The Painting: Part Two.

by | Jul 6, 2023 | Uncategorized | 0 comments

All that had been painted of the girl was the side of her face, a hint of her jet-black hair, and a tiny taste of ruby red lip.

Lachlan gathered his composure with a shake of the head and re-took the man’s hand in both of his own. “Lachlan, pleased to meet you sir,” he said, shaking his hand warmly before letting go.

“Would you like coffee? I am about to put some on the hob, ” Masuda enquired politely.

Instantly the vision of thick black liquid boiling in a tiny pan appeared in Lachlan’s head and he accepted the invitation without hesitation. Before long the two strangers were deep in conversation. Masuda explained that he had moved to the UK, after Al-Sisi had gained control, and brought his wife and in-laws with him. He was an accomplished artist in Cairo with a successful shop and frequent exhibitions. However, his political and cultural views differed to that of the diminutive former General. The inside of the shop had been turned into a gallery and studio.

Lachlan noticed that the old shop window contained a large canvas on an easel with an accompanying stool and a table covered with tubes of paint and brushes. Masuda, aware of his new friend’s interest in the window, set about explaining his plan.

“I bought this shop for a song, no one seemed interested,” he continued, obviously ignorant of the shop’s chequered past, “I have no outside space here so I am making the window my showcase. I shall sit there and paint just like I did in the old country. In Cairo, people used to gather around and watch, at the same time looking at my other creations. It was a very successful marketing ploy.” Masuda explained to Lachlan who was riveted by the old Egyptian’s recollection of his past life, “sadly, my mother in law and wife succumbed to the virus and my father in law died of a broken heart on losing his wife and daughter, so now I am alone,” he continued with a far away look in his dark intelligent eyes. “I had already bought the shop with the last of my savings so decided to carry on”. He added, shaking himself out of his morose state.

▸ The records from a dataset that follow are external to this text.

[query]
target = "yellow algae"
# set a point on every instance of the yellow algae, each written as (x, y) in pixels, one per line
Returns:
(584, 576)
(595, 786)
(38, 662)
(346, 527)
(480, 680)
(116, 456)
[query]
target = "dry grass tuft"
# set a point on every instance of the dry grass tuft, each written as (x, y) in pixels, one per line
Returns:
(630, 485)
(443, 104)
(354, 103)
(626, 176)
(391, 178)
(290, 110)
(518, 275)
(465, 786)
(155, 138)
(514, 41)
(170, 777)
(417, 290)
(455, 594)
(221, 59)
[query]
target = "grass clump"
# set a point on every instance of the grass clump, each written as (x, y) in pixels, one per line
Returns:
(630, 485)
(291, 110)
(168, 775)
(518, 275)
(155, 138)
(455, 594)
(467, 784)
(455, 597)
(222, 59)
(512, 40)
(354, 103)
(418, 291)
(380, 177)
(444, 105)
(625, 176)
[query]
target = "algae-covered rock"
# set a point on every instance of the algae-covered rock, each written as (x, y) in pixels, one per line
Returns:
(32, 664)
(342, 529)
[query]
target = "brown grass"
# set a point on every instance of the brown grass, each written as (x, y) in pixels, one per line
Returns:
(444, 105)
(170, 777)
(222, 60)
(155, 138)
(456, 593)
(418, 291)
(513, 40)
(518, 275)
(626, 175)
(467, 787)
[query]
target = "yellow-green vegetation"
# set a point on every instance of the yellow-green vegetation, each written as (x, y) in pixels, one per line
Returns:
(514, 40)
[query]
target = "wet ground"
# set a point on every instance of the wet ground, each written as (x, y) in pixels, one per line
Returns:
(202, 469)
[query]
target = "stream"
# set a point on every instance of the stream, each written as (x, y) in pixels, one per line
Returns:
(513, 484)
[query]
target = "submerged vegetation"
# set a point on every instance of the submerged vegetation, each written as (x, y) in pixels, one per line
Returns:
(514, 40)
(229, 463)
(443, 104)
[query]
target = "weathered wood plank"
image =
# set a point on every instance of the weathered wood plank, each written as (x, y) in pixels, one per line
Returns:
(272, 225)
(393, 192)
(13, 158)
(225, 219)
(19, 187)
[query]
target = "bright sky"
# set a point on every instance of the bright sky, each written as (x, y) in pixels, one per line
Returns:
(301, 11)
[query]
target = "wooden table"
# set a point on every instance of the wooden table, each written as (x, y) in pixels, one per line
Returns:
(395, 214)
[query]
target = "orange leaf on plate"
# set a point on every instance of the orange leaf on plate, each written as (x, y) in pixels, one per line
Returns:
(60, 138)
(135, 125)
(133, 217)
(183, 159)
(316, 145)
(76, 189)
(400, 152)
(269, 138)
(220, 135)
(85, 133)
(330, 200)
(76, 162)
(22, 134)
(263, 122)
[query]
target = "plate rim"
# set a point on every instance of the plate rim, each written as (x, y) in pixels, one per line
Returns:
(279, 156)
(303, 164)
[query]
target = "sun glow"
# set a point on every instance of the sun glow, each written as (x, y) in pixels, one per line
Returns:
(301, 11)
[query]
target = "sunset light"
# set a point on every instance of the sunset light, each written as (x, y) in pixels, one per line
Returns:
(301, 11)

“I am very sorry for your loss. May their souls rest in peace,” Lachlan said reverently. Turning to the canvas he questioned the old man. “What are you painting?” then leaned into the recess of the window to inspect the canvass. With a wave of his arms the old man ushered Lachlan into the space behind the easel. The sight that met his eyes was spectacular. The artist had completed a scene around Tahrir Square with the imposing Mogamma Building in the background and the statue of Umar Makram on its red plinth. What grabbed his attention though, was the space in the middle of the canvass. This was obviously reserved for the head and shoulders of a portrait. Masuda detected the gaze of the other man and noticed his slight puzzled look at the gap in the centre of the painting.

“My neighbour’s daughter, ” he said in a low melancholic sigh, “the most beautiful girl I have ever laid eyes on.” With that he drew a large brightly coloured handkerchief from the pocket of his paint-splattered dungarees and blew his nose with a loud trumpeting sound. All that had been painted of the girl was the side of her face, a hint of her jet-black hair, and a tiny taste of ruby red lip. She wore a black round necked sweater into which the lines of her graceful neck flowed.

Lachlan was in love instantly. As if by magic, he had already seen what no one else could yet see. Taking a sip of the bitter, black liquid, he savoured the tingling sensation it left on his tongue and throat. Closing his eyes, the vision came to him like it had so many times before.

“What will you do when she is finished?” he enquired, shaking himself from the trance the painting had placed him in.

“I shall sell it to the highest bidder, they will come from far and wide but not until she is complete. You have heard the expression ‘The Face That Launched a Thousand Ships’? Well, she has the eyes that would sink those vessels with one look,” Masuda enthused, his chest puffed out with pride.

“It certainly is a beautiful piece of art,” the young Scotsman was compelled to agree, “may I watch you complete it?” He added, trying not to sound pushy.

“Of course. my friend. You and the whole town for I plan to open on Monday and I shall be sitting where you are, summoning my beauty,” the old man boasted slapping his friend on the back. Their intimacy was palpable for such relative strangers. Looking at his watch, Lachlan realised that he was thirty minutes late for work.